DISCOURS DU CÉLÈBRE PEINTRE ET THÉORICIEN DE L'ART CALVINISTE


PUBLIÉ DANS LA REVUE FOI ET VIE

Quelques mots d'introduction

Propre à tout discours celui tenu par Eugène Burnand présentera de l'intérêt pour qui s’intéresse à son auteur ou
au sujet traité : l'art et la Foi. Cependant nous avons été frappé qu'il ne proposât pas une réflexion abstraite et sèche,
mais un appel ; dont l'accent est étonnamment pertinent, exactement cent ans plus tard.

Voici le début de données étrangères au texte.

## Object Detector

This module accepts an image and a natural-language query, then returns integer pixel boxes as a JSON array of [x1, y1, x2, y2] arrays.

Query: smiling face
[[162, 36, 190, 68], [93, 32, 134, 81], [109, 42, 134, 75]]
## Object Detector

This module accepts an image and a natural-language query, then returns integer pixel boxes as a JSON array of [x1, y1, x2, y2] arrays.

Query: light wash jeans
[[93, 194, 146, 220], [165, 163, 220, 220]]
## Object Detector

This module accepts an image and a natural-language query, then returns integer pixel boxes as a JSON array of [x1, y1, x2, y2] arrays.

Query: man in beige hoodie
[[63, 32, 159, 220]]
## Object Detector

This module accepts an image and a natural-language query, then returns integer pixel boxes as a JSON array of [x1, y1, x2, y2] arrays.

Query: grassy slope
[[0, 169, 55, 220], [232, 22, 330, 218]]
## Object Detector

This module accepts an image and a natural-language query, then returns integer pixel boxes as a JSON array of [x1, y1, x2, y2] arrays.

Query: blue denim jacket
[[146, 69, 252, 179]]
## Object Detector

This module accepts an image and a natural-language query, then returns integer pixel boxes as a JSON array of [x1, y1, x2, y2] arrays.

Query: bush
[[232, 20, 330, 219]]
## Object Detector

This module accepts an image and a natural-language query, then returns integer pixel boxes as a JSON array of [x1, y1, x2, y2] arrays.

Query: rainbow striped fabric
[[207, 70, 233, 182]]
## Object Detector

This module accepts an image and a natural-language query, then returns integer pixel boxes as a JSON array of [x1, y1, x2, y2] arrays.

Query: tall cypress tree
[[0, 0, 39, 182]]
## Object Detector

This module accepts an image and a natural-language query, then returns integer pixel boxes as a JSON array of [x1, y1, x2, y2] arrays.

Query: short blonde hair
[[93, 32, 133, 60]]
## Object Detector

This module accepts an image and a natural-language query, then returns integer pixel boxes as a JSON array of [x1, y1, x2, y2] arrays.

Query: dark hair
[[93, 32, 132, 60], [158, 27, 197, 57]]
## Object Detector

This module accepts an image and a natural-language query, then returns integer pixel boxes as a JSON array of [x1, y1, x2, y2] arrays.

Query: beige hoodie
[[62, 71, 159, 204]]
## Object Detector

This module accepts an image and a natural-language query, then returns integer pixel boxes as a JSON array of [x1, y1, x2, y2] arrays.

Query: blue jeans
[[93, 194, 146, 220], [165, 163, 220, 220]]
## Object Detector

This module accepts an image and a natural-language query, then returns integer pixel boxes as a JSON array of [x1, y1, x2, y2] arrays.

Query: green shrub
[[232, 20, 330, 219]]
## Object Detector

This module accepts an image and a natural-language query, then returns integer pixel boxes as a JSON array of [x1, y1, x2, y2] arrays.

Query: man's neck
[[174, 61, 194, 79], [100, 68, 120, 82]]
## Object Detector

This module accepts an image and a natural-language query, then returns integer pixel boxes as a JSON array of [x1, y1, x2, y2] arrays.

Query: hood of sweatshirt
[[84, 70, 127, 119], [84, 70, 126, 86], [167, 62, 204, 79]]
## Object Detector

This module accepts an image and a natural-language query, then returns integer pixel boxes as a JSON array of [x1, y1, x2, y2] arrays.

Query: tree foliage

Et d'autres mouvements du
discours rejoignent, sans qu'il en paraisse, bien des vérités profondes.

1. Eugène Burnand conclu son discours par un appel lancé à la face du monde qui pourrait avoir été voulu comme
une illustration de Saint Paul : Mortui estis, et vita vestra est abscondita cum Christo in. Deo - si on le traduit ainsi :
notre vie c'est désormais est celle qui est cachée dans le Christ en Dieu.
[…] demain l'humble besogne reprendra, sans témoin, sans mise en scène, sous le regard de Dieu seul. Or, les
hommes d'aujourd'hui n'aiment plus guère l'activité cachée. Le devoir qui ne fructifie pas en résultats bien apparents,
immédiats et tangibles n'attire guère la jeunesse, pas plus d'ailleurs qu'il ne retient l'âge mûr. Le mot d'ordre, c'est «
arriver », paraître, se mettre en évidence, se développer en surface, en hauteur plus qu'en profondeur.
[...] Le monde a besoin que sur des points aussi nombreux que possible s'exercent des activités silencieuses ; que
des vertus germent en secret ; que des racines profondes poussent dans le sol des réalités durables. Tout l'édifice social
en sera consolidé. [...]Il n'y a pas de service fécond possible, sans préparation intérieure intense. Or cette préparation
intérieure est incompatible avec le besoin de paraître et avec la mondanité.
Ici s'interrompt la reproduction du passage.